Kate: It allowed me the time to engage in a series of smaller research projects that paved the way for the ultimate capstone project I will be working on with the team in Malawi. While in-country, I got to really dive into the data surrounding the use of client-centered, male-specific, and motivational interviewing style of care, and how these different methodologies work for clients and help to bring them back into treatment. All of this lays the groundwork for the project I ultimately plan to work on with Dr. Dovel during Discovery Year, where we want to focus on how to take these research-proven concepts from the boutique to the standard of care in Malawi and beyond. Without this dedicated month-long period, I don’t think I would feel even half as knowledgeable about the barriers to care faced by Malawians and the ways in which these interventions can work to reduce that burden of disease.
Xochitl: It solidified my desire to work with RHA during my Discovery Year. One of my personal goals for Discovery Year is to build clinical research skills. I found that approaching any clinical research work in an international non-profit setting comes with unique challenges. However, these challenges are also excellent learning opportunities. I learned a lot through the process of exploring possible projects with RHA, navigating difficult questions such as how to choose a research project that will truly benefit the patients we serve, how to conduct ethical data collection when working with a vulnerable patient population, and how to balance managing the day-to-day needs of a busy clinic that serves migrants with a longitudinal project.

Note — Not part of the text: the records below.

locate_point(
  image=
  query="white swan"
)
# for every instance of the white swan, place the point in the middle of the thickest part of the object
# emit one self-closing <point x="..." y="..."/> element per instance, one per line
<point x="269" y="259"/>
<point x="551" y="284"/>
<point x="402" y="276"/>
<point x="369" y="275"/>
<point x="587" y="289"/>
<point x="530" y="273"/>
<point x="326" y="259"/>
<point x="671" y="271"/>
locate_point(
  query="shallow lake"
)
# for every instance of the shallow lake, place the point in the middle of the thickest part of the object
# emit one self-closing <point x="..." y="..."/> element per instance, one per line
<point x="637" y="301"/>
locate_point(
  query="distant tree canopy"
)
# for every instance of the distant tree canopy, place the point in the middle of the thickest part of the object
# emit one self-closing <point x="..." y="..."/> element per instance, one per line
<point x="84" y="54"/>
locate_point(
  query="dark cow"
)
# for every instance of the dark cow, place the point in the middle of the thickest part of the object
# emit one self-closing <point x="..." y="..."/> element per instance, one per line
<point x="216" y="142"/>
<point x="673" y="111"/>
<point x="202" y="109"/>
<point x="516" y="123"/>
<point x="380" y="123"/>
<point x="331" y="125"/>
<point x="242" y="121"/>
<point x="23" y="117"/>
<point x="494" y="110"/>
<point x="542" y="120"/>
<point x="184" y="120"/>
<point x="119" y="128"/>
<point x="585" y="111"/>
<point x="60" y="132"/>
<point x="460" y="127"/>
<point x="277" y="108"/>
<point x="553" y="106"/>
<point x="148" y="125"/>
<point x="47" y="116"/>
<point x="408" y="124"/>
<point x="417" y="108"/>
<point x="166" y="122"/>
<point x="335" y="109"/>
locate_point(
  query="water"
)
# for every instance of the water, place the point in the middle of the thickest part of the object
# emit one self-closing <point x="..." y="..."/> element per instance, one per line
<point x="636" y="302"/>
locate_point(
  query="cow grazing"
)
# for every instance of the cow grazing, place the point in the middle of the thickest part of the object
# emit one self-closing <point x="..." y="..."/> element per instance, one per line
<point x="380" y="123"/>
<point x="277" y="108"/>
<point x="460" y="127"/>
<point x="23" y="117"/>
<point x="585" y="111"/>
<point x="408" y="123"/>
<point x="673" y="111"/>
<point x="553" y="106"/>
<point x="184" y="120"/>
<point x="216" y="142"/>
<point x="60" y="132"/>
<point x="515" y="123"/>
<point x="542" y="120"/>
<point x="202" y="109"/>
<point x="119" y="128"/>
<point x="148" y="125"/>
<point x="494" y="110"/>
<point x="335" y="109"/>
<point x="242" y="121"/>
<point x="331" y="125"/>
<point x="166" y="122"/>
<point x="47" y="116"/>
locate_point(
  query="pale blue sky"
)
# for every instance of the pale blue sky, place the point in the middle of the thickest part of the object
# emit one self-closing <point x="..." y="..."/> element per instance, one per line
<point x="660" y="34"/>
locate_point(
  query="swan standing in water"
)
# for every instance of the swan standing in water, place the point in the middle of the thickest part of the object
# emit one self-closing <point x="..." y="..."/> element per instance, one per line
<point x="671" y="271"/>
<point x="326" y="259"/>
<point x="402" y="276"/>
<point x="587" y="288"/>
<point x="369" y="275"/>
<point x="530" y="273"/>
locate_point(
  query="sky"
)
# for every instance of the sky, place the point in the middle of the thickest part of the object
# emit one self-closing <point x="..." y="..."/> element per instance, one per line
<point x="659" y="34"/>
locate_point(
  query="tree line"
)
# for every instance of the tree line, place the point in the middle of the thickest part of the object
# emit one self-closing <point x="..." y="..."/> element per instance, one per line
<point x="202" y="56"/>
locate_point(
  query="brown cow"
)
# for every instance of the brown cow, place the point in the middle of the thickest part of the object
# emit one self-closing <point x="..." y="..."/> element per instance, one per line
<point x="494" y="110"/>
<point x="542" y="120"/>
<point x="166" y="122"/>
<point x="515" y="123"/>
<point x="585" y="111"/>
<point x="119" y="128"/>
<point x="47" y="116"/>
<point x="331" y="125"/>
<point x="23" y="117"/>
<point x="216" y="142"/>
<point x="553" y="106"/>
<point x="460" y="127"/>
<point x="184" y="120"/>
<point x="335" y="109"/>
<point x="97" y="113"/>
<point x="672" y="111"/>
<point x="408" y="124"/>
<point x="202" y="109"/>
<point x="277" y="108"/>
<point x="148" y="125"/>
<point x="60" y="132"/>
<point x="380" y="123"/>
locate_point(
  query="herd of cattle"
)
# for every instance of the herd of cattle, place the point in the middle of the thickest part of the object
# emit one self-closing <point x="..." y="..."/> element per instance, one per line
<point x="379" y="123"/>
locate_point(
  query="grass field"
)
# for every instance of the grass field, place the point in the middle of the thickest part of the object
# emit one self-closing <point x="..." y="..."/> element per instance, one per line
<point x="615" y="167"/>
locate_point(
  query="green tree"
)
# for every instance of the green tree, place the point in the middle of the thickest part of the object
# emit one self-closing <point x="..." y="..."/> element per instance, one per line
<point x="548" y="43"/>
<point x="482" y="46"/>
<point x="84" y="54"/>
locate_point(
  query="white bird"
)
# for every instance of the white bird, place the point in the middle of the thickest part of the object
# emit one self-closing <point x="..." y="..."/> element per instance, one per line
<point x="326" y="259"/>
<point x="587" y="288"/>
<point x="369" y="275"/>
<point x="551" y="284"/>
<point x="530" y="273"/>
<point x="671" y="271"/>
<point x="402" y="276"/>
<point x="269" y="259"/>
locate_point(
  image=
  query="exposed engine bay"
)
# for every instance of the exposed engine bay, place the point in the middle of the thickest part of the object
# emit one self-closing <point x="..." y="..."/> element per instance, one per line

Is there anything you would do differently during Foundations if you had the opportunity to do it again?
Nafisa: I spent a lot of time with the chronic medicine nurses at the clinic who provide PrEP to patients at the clinic. Next year I’d love to spend more time with other providers within the clinic as well, to really understand what someone experiences when seeking care during pregnancy and postpartum, regardless of whether they want to access HIV prevention.
Xochitl: I would try to get more exposure to all the different services RHA provides earlier in my month there. Since RHA hosts multiple visiting volunteers, the team is very good at quickly training and incorporating new volunteers into the clinic workflow. From day one as a volunteer, my days were quite busy triaging patients, helping manage the pharmacy, and performing administrative/documentation tasks. While I was grateful to feel useful, it did make it more challenging to explore other areas within the clinic. When I requested to spend my last week working with the midwives, everyone was very supportive and agreed. I wish I had asked earlier so I could have worked with the other specialties in the clinic as well.
Kate: I think I would have tried to learn some Chichewa before coming. Everyone told me not to worry and that Malawians speak English most of the time anyway, but despite the widespread use of English, I felt like there were certain scenarios when knowing some Chichewa would have been useful or gone a long way. For example, all the exciting gossip and joking seems to be done in Chichewa! Nevertheless, a sweet woman named Irene took us under her wing and started to teach us the basics of the language. I know for sure, though, that when I come back for the year I will be studying up on my Chichewa.